Question : Why do people give so many definitions of composed mappings, and which one should I use?
It depends on the context. The first definition is the most simple but also a bit special. If you have functions $f:\mathbb{R}\to\mathbb{R}$ and $g:\mathbb{R}\to\mathbb{R}$, then by first definition you can compose the functions and everything is fine. But definition (2) also works, since $\mathbb{R}\subset\mathbb{R}$. Because $f$ is defined on $\mathbb{R}$ you get $f^{-1}(\mathbb{R})=\mathbb{R}$ and $(3)$ gives the same definition. This argues also that if (1) holds, then also (2) and (3) holds.
But sometimes you like to compose functions, where not each space are the same. I.e. $g$ can have singularities or is not well defined everywhere. But if the range of $f$ contains just points in the domain of $g$, then (2) is a natural way to define a composition. Further you see if $Y\subset W$, then you have $f^{-1}(W)=f^{-1}(Y)=X\neq\emptyset$ since $f(X)\subset Y$. You see if (2) holds, then also (3) holds. That's why (2) is a special case of (3)
By the previous arguments you can see, that (3) is the most generell definition. You are able to define the composition even is the range of $f$ contains points, which are not in the domain of $g$. But in that case you have to restrict the domain of $f$. On the other hand you have to check with $f^{-1}(W)\neq\emptyset$, that $W$ is not totally outside of the range of $f$.

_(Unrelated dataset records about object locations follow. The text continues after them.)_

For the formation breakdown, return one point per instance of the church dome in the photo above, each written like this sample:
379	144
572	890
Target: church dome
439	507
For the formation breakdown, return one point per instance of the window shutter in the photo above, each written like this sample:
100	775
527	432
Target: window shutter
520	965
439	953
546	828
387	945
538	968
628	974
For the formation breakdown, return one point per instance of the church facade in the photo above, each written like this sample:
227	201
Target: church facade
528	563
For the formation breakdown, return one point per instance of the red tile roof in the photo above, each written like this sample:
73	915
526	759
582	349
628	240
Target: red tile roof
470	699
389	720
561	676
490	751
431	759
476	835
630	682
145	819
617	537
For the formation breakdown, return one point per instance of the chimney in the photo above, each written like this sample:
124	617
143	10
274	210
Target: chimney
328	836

Sometimes definition are simplified in order to have less work. If you like to compose functions on the most generell case. Then you have to choose (3). But you can also use (1) or (2) if you restrict the domain of $g$ and domain of $f$ properly. So that is also not a bad definition or less worth. And by using restrictions you can in some sense say, that the definitions are equivalent.